However, Robert did not acquire all of his lands by such 'amicable' means. The Domesday Book is a unique document which was commissioned by King William near the end of his reign in 1086. It lists all of the land in England, telling us who owned it prior to 1066, who owned it in 1086, and often telling us how and when it changed hands. One entry from the Domesday Book for Berkshire tells the poignant story of one Azor, who was once the bursar of King Edward the Confessor:

Azor holds this land from Robert [d'Oilly], but the men of the Hundred testify that he ought to hold it from the King, as King William restored it to him at Windsor and gave him his writ for it. Robert therefore holds it wrongfully, for none of them has seen the King's writ, nor a man who put him in possession of it on his behalf.

'...he owed...a share in the spoils of Conquest...'

This graphically illustrates the other side of the Norman Conquest. Instead of sending his army home and maintaining the status quo, William's Normans stayed and began to take over English lands, edging out the old ruling aristocracy. William could not and would not stop them, for two good reasons. First, he owed them a share in the spoils of Conquest: so he actively co-operated in the parcelling out of English land, granting the entire lands of dead or dispossessed thegns to Norman knights. Secondly, William tried to work closely with the local governors of the shires: the reeves and the sheriffs; which inevitably cut across the old rights and privileges of the English Earls. The result was unavoidable: the interests of the new Norman conquerors and the interests of the old English establishment were incompatible.

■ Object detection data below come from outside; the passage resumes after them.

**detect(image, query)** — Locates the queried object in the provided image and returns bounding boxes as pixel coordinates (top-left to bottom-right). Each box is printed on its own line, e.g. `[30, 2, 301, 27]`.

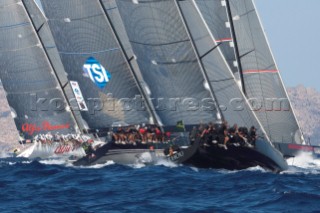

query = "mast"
[224, 0, 247, 96]
[174, 0, 224, 121]
[98, 0, 160, 125]
[21, 0, 83, 133]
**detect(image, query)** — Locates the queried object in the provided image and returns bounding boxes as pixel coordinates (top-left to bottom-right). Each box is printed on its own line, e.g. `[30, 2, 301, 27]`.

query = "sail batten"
[0, 0, 77, 141]
[229, 0, 304, 144]
[37, 0, 150, 129]
[116, 0, 218, 126]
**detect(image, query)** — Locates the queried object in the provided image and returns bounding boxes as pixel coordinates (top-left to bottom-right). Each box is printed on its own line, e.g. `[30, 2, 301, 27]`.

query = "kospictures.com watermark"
[30, 94, 291, 114]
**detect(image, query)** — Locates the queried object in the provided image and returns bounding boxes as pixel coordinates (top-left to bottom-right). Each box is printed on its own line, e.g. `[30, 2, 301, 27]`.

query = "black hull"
[274, 143, 320, 158]
[73, 141, 199, 166]
[185, 145, 283, 172]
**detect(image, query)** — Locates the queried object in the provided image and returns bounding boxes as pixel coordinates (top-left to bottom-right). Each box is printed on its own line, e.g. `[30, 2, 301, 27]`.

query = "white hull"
[17, 142, 86, 159]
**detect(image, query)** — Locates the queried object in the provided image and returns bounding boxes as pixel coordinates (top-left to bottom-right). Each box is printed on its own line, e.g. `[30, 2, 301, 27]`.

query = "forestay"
[0, 0, 76, 137]
[41, 0, 151, 129]
[117, 0, 219, 126]
[230, 0, 303, 144]
[177, 0, 264, 135]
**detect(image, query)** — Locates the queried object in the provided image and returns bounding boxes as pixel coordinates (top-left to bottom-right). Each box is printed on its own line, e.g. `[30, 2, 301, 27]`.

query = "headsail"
[37, 0, 151, 129]
[229, 0, 304, 144]
[0, 0, 77, 140]
[177, 0, 264, 135]
[117, 0, 220, 126]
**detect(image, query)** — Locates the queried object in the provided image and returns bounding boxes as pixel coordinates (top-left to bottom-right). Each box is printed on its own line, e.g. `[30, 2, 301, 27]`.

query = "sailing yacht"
[193, 0, 314, 158]
[113, 0, 287, 170]
[0, 0, 84, 158]
[33, 0, 197, 165]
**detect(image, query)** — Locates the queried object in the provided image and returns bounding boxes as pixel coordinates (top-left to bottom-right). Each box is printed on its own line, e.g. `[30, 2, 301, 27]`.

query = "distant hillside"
[0, 85, 320, 144]
[288, 85, 320, 144]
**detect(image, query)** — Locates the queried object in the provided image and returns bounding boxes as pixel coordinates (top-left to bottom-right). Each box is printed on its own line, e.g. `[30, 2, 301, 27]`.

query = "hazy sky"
[255, 0, 320, 91]
[33, 0, 320, 91]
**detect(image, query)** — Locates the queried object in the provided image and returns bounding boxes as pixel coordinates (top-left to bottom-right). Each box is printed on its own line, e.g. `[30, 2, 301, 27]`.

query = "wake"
[284, 153, 320, 174]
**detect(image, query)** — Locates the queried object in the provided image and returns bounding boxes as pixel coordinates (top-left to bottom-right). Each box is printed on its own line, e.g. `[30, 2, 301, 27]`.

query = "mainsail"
[37, 0, 151, 129]
[229, 0, 304, 144]
[177, 1, 264, 135]
[0, 0, 77, 140]
[113, 0, 221, 126]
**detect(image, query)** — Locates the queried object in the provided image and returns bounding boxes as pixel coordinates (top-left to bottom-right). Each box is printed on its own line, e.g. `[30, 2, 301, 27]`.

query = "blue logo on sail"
[83, 57, 111, 89]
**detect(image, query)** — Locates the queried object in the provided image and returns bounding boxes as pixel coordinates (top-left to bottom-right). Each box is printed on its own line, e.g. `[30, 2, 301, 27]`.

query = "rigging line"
[98, 0, 160, 125]
[7, 87, 62, 95]
[150, 59, 197, 65]
[130, 39, 190, 47]
[0, 2, 21, 9]
[59, 48, 120, 55]
[244, 2, 272, 138]
[0, 22, 30, 30]
[210, 78, 234, 82]
[21, 1, 83, 133]
[200, 43, 222, 59]
[48, 13, 103, 22]
[240, 49, 256, 58]
[0, 44, 41, 53]
[225, 0, 247, 96]
[37, 22, 46, 33]
[174, 0, 225, 121]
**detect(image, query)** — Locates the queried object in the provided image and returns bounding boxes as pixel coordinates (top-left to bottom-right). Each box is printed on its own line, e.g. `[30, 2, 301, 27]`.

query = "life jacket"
[139, 128, 146, 135]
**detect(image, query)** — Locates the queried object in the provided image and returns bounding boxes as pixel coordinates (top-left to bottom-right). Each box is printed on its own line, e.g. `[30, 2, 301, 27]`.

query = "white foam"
[283, 153, 320, 174]
[155, 158, 179, 168]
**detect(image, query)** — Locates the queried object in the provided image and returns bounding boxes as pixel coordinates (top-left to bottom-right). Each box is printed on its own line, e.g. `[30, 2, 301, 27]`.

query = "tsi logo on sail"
[83, 57, 111, 89]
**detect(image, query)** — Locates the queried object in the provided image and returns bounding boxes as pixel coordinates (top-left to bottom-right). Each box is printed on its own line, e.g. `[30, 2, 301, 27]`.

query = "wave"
[284, 153, 320, 174]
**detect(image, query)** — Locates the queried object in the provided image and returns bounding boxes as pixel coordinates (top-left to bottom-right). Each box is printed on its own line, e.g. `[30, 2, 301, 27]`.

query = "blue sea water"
[0, 155, 320, 212]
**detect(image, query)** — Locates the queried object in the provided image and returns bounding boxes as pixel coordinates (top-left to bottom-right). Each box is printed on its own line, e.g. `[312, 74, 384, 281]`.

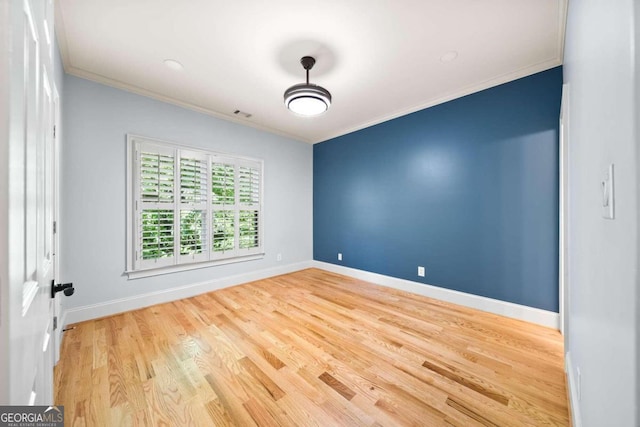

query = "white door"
[0, 0, 54, 405]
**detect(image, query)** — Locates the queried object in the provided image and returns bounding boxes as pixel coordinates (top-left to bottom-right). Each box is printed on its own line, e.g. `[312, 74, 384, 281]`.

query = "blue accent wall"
[313, 67, 562, 312]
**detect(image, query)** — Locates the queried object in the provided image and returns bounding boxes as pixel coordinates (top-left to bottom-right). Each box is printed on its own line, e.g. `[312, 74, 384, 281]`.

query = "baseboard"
[60, 261, 313, 327]
[564, 351, 582, 427]
[313, 261, 560, 329]
[59, 261, 560, 329]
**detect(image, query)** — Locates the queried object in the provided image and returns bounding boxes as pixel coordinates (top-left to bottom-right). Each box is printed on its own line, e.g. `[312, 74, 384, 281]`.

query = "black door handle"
[51, 280, 75, 298]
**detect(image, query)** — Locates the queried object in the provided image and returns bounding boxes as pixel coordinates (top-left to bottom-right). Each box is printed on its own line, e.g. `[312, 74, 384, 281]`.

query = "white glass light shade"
[284, 83, 331, 116]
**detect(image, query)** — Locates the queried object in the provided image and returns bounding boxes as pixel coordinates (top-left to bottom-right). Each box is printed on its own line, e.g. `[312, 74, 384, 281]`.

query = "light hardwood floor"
[55, 269, 570, 426]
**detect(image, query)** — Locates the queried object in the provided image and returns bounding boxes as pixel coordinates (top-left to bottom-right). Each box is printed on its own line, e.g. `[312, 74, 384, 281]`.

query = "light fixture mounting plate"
[300, 56, 316, 70]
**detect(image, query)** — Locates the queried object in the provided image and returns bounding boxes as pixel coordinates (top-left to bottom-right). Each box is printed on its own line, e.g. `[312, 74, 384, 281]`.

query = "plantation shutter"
[136, 145, 175, 268]
[179, 150, 209, 263]
[211, 160, 237, 259]
[127, 136, 264, 277]
[238, 163, 262, 253]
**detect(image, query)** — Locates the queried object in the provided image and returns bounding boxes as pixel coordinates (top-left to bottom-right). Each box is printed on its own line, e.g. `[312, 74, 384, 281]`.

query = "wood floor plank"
[54, 269, 570, 427]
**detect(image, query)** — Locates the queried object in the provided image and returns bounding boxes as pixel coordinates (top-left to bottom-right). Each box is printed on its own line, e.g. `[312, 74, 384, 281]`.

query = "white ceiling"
[56, 0, 567, 143]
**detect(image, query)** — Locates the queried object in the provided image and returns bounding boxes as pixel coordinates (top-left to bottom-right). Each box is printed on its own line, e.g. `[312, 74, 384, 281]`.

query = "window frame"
[125, 134, 265, 279]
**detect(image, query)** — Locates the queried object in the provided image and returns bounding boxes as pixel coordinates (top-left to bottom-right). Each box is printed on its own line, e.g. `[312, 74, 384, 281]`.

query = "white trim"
[313, 261, 560, 329]
[62, 261, 312, 327]
[125, 253, 264, 280]
[564, 351, 582, 427]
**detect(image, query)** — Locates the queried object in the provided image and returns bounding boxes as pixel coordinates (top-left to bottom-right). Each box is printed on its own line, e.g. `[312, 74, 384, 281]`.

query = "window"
[127, 135, 263, 278]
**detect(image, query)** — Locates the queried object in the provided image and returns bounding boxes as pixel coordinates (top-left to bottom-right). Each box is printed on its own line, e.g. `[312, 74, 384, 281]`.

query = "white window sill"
[125, 253, 264, 280]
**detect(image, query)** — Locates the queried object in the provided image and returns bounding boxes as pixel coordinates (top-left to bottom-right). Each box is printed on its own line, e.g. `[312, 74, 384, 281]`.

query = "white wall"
[61, 75, 313, 320]
[564, 0, 640, 427]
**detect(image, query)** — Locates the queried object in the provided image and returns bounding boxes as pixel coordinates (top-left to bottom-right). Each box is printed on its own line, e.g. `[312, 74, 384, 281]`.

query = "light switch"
[600, 163, 615, 219]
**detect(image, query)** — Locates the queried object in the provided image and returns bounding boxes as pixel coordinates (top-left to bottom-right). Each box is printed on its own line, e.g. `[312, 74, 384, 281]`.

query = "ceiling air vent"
[233, 110, 253, 119]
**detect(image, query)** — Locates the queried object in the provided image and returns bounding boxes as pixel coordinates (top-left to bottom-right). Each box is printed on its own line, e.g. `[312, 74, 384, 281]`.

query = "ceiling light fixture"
[284, 56, 331, 116]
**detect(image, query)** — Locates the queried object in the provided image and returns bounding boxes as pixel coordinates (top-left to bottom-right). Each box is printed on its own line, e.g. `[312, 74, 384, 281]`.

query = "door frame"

On a local level, this translated into land seizure. At its most blatant, a lord like Robert d'Oilly could turn up at the table of the local tax collector and plonk a bag of coins on the desk whilst his men bundled poor Azor out of the way. Azor would then have three days in which to lodge a complaint to the sheriff before title to the land passed over to the new lord. However, since the local sheriff was usually in the pocket of the lord involved (or actually was the lord himself) there was really very little that the Azors of this world could do.